Evaluating the Performance of Sentinel-1 SAR Derived Snow Depth Retrievals Over the Extratropical Andes Cordillera

Abstract

Monitoring and estimating mountain snowpack mass over regional scales is still a challenge because of the inadequacy of observational networks in capturing spatiotemporal variability, and limitations in remotely sensed retrievals. Recent work using C-band synthetic aperture radar (SAR) backscatter data from the Sentinel-1 satellite mission has shown good promise for tracking mountain snow depth over specific northern hemisphere ranges, although the broader potential is still unknown. Here, we extend the new Sentinel-1 based modeling framework beyond the northern hemisphere by only utilizing globally available input data, and evaluate different model parametrization and model performance over the Chilean and Argentine Andes mountains, which contain the largest mountain snowpack in the southern hemisphere. The accuracy of Sentinel-1 snow depth estimates is evaluated against an extensive in situ network available for the region.
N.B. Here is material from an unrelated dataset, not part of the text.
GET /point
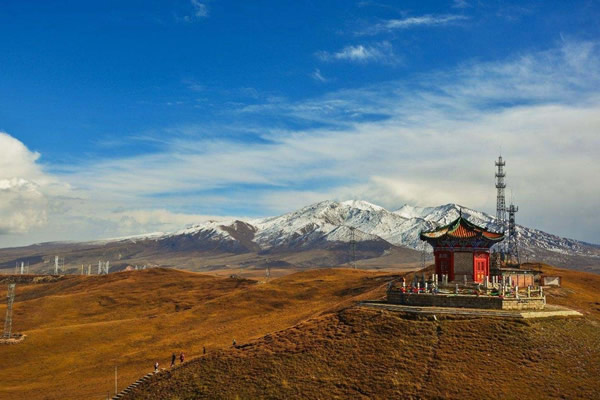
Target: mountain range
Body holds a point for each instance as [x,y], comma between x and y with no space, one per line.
[328,231]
Satellite-retrieved snow depth is found to have poorer performance across the Andes than observed for northern hemisphere mountain ranges because of greater sensitivity to evergreen forest cover and shallower snowpacks. The algorithm does offer some skill but performance is variable and site-dependent. Algorithm performance is best over regions with limited evergreen forest cover (15%) and snow depths greater than 0.75 m, although the retrievals over-estimate snow depth across most sites. Systemic errors for specific snow classes and across different snow depths are shown, highlighting specific areas in need of further investigation and development.